Multi-Task Learning and HydraNets with PyTorch : Jeremy Cohen

Multi-Task Learning and HydraNets with PyTorch
by: Jeremy Cohen
blow post content copied from  PyImageSearch
click here to view original post

Table of Contents

Multi-Task Learning and HydraNets with PyTorch

Today, we will learn about Multi-Task Learning and HydraNets. This is a Deep Learning technique I first introduced back in mid-2020 in an email I sent to exactly 653 people.

The responses to this email were so high (engineers from everywhere around the planet told me they loved it and wanted to apply it to their company) I had to create an entire HydraNet section in my course catalog. You can learn more by visiting

Not only is this technique new and exciting for the Deep Learning field, but it’s also accessible to many Computer Vision Engineers. I suspect it may even become mandatory inside Deep Learning curriculums in the next few years.

Today, we are going to learn the fundamentals of Multi-Task Learning, and to kick off this article, below is the story of how I first learned about it:

I researched Tesla’s Autopilot a few years ago to write an article. I learned TONS of things through their conferences, articles, and by following the engineers on LinkedIn. But at some point, I stumble across a word:


HydraNet? Interesting, what is this?

I did some digging and learned that Tesla isn’t using 10 or 20 models. Despite having 20+ tasks to solve, they’re using just one (at least, this is the main idea behind that).

They have one model that can solve every possible task they are working on, such as:

  • Object Detection
  • Road curves estimation
  • Depth Estimation
  • 3D Reconstruction
  • Video Analysis
  • Object Tracking
  • etc…
Figure 1: Tasks needed for a self-driving car (source).

Before we dive into the “how,” I’d like to show you what a HydraNet can do.

Here’s a benchmark of 2 Computer Vision models running on an NVIDIA GPU on 3 different configurations.

  • In the first configuration, we’re running a semantic segmentation model.
  • On the second configuration, we’re stacking a monocular depth estimation model.
  • In the third configuration, we’re building a HydraNet capable of doing both tasks simultaneously.

Now, look at the results (see Table 1):

Table 1: Benchmark from Single-Task vs. Multi-Task Learning.

Semantic segmentation runs at 29 FPS in the first column and uses 70% of the GPU. But as soon as we add Depth Estimation, the GPU becomes full.

This happened a few years ago while I was working on autonomous shuttles. I trained a YOLOv3 model to detect obstacles and needed to add more tasks, such as lane line estimation.

Suddenly, my GPU was full, and I couldn’t run the car anymore.

So in the third column, you notice that the HydraNet saves the GPU usage while keeping the FPS relatively high.

Because instead of doing this in parallel:

Figure 2: Two Single-Task Models in parallel.

We’re doing this:

Figure 3: A Single Multi-Task Model.

This is the same kind of architecture that Tesla uses; as you notice, it’s powerful.

One body, several heads.

Figure 4: A Hydra.

This is what Tesla is doing, and the article I was referring to is available here.
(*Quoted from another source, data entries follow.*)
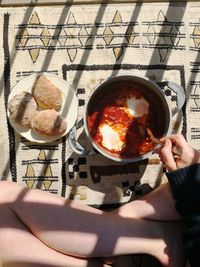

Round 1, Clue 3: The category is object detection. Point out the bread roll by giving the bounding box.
[8,92,37,127]
[32,75,63,111]
[31,109,67,136]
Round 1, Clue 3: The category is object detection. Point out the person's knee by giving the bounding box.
[0,181,20,203]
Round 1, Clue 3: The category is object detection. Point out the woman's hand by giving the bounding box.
[157,134,200,171]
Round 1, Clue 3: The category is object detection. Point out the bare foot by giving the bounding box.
[153,222,186,267]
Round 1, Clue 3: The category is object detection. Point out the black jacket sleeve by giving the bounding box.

In this lesson, we will see a simpler version of a multi-task learning project:

Solving a Multi-Task Learning Project

Now that you’re familiar with HydraNets, we will have a short tutorial on using HydraNets with PyTorch.

For that, we will use the UTK Face Dataset. It’s a classification dataset where each image has 3 labels:

  • gender (male or female)
  • race (white, black, Asian, Indian, other)
  • age (a continuous number)

Our HydraNet will therefore have 3 heads, one for each task. The fun part is that these won’t be the same heads: predicting the age is a regression task, but predicting the gender is a binary classification task and predicting the race is a multi-class classification task.

This all means there will be several loss functions to handle.

Figure 5: 3-Task Learning.

With PyTorch, we will create this exact project. For that, we’ll:

  1. Create a Multi-Task DataLoader with PyTorch
  2. Create a Multi-Task Network
  3. Train the Model and Run the Results

With PyTorch, we always start with a Dataset that we encapsulate in a PyTorch DataLoader and feed to a model.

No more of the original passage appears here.